Ein früher Protagonist war das 2009 von ehemaligen Studenten der kalifornischen Stanford University gegründete Unternehmen Skybox, dessen kleine Erdbeobachtungssatelliten der Sky-Sat-Reihe ab 2013 dank hochauflösender Kameras so herausragende Bilder lieferten, dass Google die Firma Skybox im Jahr 2014 für 500 Millionen Dollar übernahm und in Terra Bella umbenannte. Drei Jahre später verkaufte der Internet-Gigant das Unternehmen an Planet Labs in San Francisco, bezieht aber weiterhin seine Bilder von dort.
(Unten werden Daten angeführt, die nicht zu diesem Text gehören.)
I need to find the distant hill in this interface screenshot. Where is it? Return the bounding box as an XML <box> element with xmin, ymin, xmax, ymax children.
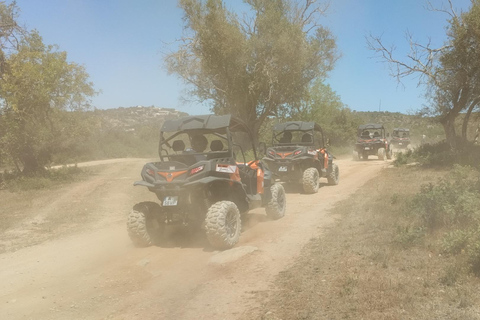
<box><xmin>91</xmin><ymin>105</ymin><xmax>189</xmax><ymax>132</ymax></box>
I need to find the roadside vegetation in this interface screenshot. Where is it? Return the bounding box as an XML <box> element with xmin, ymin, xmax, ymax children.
<box><xmin>248</xmin><ymin>146</ymin><xmax>480</xmax><ymax>319</ymax></box>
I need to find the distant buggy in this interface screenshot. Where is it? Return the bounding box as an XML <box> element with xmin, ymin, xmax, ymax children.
<box><xmin>390</xmin><ymin>128</ymin><xmax>411</xmax><ymax>149</ymax></box>
<box><xmin>128</xmin><ymin>114</ymin><xmax>286</xmax><ymax>250</ymax></box>
<box><xmin>353</xmin><ymin>123</ymin><xmax>392</xmax><ymax>160</ymax></box>
<box><xmin>263</xmin><ymin>121</ymin><xmax>339</xmax><ymax>194</ymax></box>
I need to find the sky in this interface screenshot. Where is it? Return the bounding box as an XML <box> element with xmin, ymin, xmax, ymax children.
<box><xmin>13</xmin><ymin>0</ymin><xmax>473</xmax><ymax>115</ymax></box>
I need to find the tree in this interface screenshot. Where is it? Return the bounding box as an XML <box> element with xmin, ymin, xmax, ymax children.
<box><xmin>368</xmin><ymin>0</ymin><xmax>480</xmax><ymax>148</ymax></box>
<box><xmin>0</xmin><ymin>1</ymin><xmax>25</xmax><ymax>76</ymax></box>
<box><xmin>0</xmin><ymin>31</ymin><xmax>96</xmax><ymax>174</ymax></box>
<box><xmin>166</xmin><ymin>0</ymin><xmax>338</xmax><ymax>140</ymax></box>
<box><xmin>279</xmin><ymin>80</ymin><xmax>359</xmax><ymax>145</ymax></box>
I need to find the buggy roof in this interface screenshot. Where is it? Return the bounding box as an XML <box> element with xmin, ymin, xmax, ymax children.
<box><xmin>161</xmin><ymin>114</ymin><xmax>248</xmax><ymax>133</ymax></box>
<box><xmin>273</xmin><ymin>121</ymin><xmax>322</xmax><ymax>132</ymax></box>
<box><xmin>358</xmin><ymin>123</ymin><xmax>384</xmax><ymax>130</ymax></box>
<box><xmin>393</xmin><ymin>128</ymin><xmax>410</xmax><ymax>132</ymax></box>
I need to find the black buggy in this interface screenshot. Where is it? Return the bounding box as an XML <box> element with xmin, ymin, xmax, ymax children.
<box><xmin>262</xmin><ymin>121</ymin><xmax>339</xmax><ymax>194</ymax></box>
<box><xmin>390</xmin><ymin>128</ymin><xmax>411</xmax><ymax>150</ymax></box>
<box><xmin>353</xmin><ymin>123</ymin><xmax>392</xmax><ymax>161</ymax></box>
<box><xmin>127</xmin><ymin>114</ymin><xmax>286</xmax><ymax>250</ymax></box>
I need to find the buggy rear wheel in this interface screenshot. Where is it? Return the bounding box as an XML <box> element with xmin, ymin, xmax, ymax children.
<box><xmin>127</xmin><ymin>202</ymin><xmax>163</xmax><ymax>247</ymax></box>
<box><xmin>302</xmin><ymin>167</ymin><xmax>320</xmax><ymax>194</ymax></box>
<box><xmin>205</xmin><ymin>201</ymin><xmax>241</xmax><ymax>249</ymax></box>
<box><xmin>327</xmin><ymin>163</ymin><xmax>340</xmax><ymax>185</ymax></box>
<box><xmin>266</xmin><ymin>183</ymin><xmax>286</xmax><ymax>220</ymax></box>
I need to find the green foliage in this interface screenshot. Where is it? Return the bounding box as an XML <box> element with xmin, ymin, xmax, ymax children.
<box><xmin>166</xmin><ymin>0</ymin><xmax>338</xmax><ymax>138</ymax></box>
<box><xmin>393</xmin><ymin>141</ymin><xmax>480</xmax><ymax>169</ymax></box>
<box><xmin>280</xmin><ymin>80</ymin><xmax>360</xmax><ymax>147</ymax></box>
<box><xmin>441</xmin><ymin>229</ymin><xmax>472</xmax><ymax>255</ymax></box>
<box><xmin>0</xmin><ymin>30</ymin><xmax>96</xmax><ymax>174</ymax></box>
<box><xmin>401</xmin><ymin>165</ymin><xmax>480</xmax><ymax>274</ymax></box>
<box><xmin>409</xmin><ymin>165</ymin><xmax>480</xmax><ymax>229</ymax></box>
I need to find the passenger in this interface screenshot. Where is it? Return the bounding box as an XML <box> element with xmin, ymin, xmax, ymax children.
<box><xmin>279</xmin><ymin>131</ymin><xmax>292</xmax><ymax>144</ymax></box>
<box><xmin>301</xmin><ymin>133</ymin><xmax>313</xmax><ymax>143</ymax></box>
<box><xmin>190</xmin><ymin>134</ymin><xmax>208</xmax><ymax>153</ymax></box>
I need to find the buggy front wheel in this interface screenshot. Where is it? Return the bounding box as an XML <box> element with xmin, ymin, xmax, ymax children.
<box><xmin>302</xmin><ymin>167</ymin><xmax>320</xmax><ymax>194</ymax></box>
<box><xmin>327</xmin><ymin>163</ymin><xmax>339</xmax><ymax>185</ymax></box>
<box><xmin>266</xmin><ymin>183</ymin><xmax>286</xmax><ymax>220</ymax></box>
Planet Labs lässt seine Cubesats regelmäßig von der Internationalen Raumstation ISS aussetzen, inzwischen ist deren Zahl auf rund 200 angewachsen. Hierzulande mischt beispielsweise auch die Universität Würzburg unter Leitung des Informatik-Professors Klaus Schilling dank finanzieller Unterstützung durch den Freistaat Bayern kräftig mit und hat seit 2005 bislang vier Kleinst-Experimentalsatelliten ins All transportieren lassen. „Uwe 4" wurde Ende 2018 an Bord einer russischen Rakete ins All befördert, der Picosatellit mit einem Gewicht von nicht einmal einem Kilogramm erhält seinen Schub von einem elektrischen Triebwerk. Auch Milliardär Elon Musk hat bereits seine Absicht bekundet, mit seinem Unternehmen SpaceX zehntausende Minisatelliten in die Erdumlaufbahn entsenden zu wollen, um damit ein weltumspannendes Internet-Satellitennetz namens Starlink aufzubauen.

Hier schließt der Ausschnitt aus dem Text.